La nomination probable de Rod Beckstrom, ancien responsable de la cybersécurité du gouvernement américain, confirme que les Etats-Unis ne sont pas prêts à lâcher la gouvernance d'Internet.

01netPro. - La nomination probable de Rod Beckstrom, ancien responsable de la cybersécurité du gouvernement américain, confirme que les Etats-Unis ne sont pas prêts à lâcher la gouvernance d'Internet.

Des derniers candidats en lice pour le poste de CEO de l'Icann, seul Rob Beckstrom a fait le déplacement à Sydney où se tient actuellement un sommet de l'instance de gouvernance d'Internet. Selon Stéphane Van Gelder, directeur général du registrar Indom et membre élu du GNSO, c'est lui que le conseil d'administration devrait logiquement confirmer lors d'une réunion demain vendredi pour une prise de fonction le 1er juillet.

Ce choix est le signe que les Etats-Unis comptent bien garder le contrôle de l'Icann malgré les appels de l'Union européenne pour une plus grande indépendance de cette instance stratégique dans le développement d'Internet. Cette nomination pour trois ans arrive dans un contexte très particulier. "L'accord qui lie l'Icann et le Département du commerce américain arrive à expiration le 30 septembre", explique Stéphane Van Gelder, joint par téléphone à Sydney.
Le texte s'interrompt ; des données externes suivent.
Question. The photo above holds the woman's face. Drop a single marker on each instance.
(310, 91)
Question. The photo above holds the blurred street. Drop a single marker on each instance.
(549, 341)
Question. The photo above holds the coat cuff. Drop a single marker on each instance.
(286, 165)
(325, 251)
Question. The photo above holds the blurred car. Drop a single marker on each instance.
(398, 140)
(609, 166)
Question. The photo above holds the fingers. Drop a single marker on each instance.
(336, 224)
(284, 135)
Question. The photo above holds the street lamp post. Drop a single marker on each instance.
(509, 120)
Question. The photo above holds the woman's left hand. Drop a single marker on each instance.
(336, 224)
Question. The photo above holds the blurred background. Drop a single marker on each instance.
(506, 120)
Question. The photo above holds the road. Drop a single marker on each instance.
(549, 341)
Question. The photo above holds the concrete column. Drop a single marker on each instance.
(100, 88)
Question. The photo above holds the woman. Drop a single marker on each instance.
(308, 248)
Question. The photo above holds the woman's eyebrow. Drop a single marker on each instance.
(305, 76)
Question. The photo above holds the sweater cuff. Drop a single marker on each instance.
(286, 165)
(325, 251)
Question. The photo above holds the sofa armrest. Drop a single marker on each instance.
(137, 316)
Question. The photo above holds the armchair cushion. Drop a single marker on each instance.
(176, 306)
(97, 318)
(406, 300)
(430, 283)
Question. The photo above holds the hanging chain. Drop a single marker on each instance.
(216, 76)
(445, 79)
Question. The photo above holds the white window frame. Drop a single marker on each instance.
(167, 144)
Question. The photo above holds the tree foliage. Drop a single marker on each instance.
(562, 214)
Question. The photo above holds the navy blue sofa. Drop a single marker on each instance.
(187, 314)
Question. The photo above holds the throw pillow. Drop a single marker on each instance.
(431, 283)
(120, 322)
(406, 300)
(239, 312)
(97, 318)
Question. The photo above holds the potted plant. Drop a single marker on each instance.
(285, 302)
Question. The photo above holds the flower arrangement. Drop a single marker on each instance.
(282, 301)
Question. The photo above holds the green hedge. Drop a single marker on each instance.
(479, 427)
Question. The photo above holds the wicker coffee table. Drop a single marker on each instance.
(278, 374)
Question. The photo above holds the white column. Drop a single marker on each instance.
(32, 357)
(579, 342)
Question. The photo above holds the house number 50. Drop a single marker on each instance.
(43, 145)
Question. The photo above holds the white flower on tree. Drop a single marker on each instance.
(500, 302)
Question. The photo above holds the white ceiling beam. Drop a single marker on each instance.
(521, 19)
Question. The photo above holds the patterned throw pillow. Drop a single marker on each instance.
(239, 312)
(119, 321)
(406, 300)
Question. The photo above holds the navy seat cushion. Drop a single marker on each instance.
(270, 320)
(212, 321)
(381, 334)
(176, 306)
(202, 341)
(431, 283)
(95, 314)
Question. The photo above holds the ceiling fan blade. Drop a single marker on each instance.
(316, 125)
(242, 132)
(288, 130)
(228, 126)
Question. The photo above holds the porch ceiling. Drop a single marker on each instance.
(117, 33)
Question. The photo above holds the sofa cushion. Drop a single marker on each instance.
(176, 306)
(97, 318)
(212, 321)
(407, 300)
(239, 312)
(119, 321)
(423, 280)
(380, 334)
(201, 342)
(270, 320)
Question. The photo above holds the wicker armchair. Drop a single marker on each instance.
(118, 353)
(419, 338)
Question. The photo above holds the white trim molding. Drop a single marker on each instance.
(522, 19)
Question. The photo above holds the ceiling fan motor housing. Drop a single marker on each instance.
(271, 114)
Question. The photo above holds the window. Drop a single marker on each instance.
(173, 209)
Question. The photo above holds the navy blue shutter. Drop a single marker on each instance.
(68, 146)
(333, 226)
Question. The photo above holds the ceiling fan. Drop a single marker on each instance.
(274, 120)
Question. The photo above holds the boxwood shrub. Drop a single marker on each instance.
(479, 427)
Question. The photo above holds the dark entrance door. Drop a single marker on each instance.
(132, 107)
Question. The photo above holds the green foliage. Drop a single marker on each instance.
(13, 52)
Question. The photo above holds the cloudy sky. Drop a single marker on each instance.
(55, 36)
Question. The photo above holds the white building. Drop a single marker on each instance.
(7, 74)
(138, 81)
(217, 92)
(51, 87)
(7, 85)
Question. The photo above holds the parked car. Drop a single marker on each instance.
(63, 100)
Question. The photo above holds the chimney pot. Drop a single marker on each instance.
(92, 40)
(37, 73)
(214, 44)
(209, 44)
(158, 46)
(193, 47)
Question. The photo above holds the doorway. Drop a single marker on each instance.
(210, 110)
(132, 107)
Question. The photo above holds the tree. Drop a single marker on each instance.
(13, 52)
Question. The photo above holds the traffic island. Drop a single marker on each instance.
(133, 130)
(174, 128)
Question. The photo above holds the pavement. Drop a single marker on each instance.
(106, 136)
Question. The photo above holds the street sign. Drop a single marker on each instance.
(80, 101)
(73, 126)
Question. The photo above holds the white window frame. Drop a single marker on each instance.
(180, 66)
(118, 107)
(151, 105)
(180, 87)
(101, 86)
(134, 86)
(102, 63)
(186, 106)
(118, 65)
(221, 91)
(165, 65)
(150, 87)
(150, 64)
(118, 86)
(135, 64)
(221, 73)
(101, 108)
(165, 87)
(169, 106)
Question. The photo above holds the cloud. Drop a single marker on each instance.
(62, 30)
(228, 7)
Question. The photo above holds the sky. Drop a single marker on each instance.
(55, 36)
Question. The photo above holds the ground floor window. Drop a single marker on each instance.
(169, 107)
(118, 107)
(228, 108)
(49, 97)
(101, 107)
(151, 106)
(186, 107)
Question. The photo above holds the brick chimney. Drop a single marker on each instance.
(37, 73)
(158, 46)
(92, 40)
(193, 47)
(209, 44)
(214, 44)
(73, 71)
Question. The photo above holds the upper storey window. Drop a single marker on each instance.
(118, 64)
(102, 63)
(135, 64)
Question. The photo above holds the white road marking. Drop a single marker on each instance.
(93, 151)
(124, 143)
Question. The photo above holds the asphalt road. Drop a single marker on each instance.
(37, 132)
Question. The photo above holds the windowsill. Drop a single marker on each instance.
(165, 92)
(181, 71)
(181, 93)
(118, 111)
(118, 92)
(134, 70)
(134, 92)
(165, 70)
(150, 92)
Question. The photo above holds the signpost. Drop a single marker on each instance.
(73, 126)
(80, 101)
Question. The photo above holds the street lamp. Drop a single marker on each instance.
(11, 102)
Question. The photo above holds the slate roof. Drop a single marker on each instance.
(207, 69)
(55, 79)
Une multinationale anglophone

"Les critères de sélection désignaient quelqu'un hors du système de l'Icann et quelqu'un qui soit capable de gérer une multinationale qui a aujourd'hui un budget de 70 millions de dollars, mais qui pourrait passer à 200 millions avec les nouvelles extensions", continue Stéphane Van Gelder. Officiellement, Rob Beckstrom était le meilleur candidat quelle que soit sa nationalité.

Guère surpris par le choix d'un nouvel anglophone, après l'Australien Paul Twomey, Loïc Damilaville de l'Afnic pense que l'arrivée de Rod Beckstrom, qui est à la fois un entrepreneur et l'ancien directeur du Centre national pour la cybersécurité au sein du gouvernement américain, marque aussi un virage vers un renforcement sur les questions de sécurité.

Quant à l'avenir de l'accord entre l'Icann et le gouvernement américain, il a certainement de beaux jours devant lui. "Même si l'Icann n'est pas obligée de resigner, le gouvernement peut exercer une pression à travers un autre contrat détenu par l'Icann pour la gestion de la racine Internet, analyse Stéphane Van Gelder. Les hommes politiques américains veulent garder le contrôle pour des raisons de sécurité nationale et de pouvoir économique".

Nouvelles extensions, victimes de leur succès ?

Et les nouvelles extensions, dans tout cela ? "Le personnel de l'Icann insiste sur le fait que le calendrier sera respecté : version finale du manuel du candidat en décembre, premier cycle de candidatures en février 2010 et premières extensions en ligne fin 2010", affirme Stéphane Van Gelder.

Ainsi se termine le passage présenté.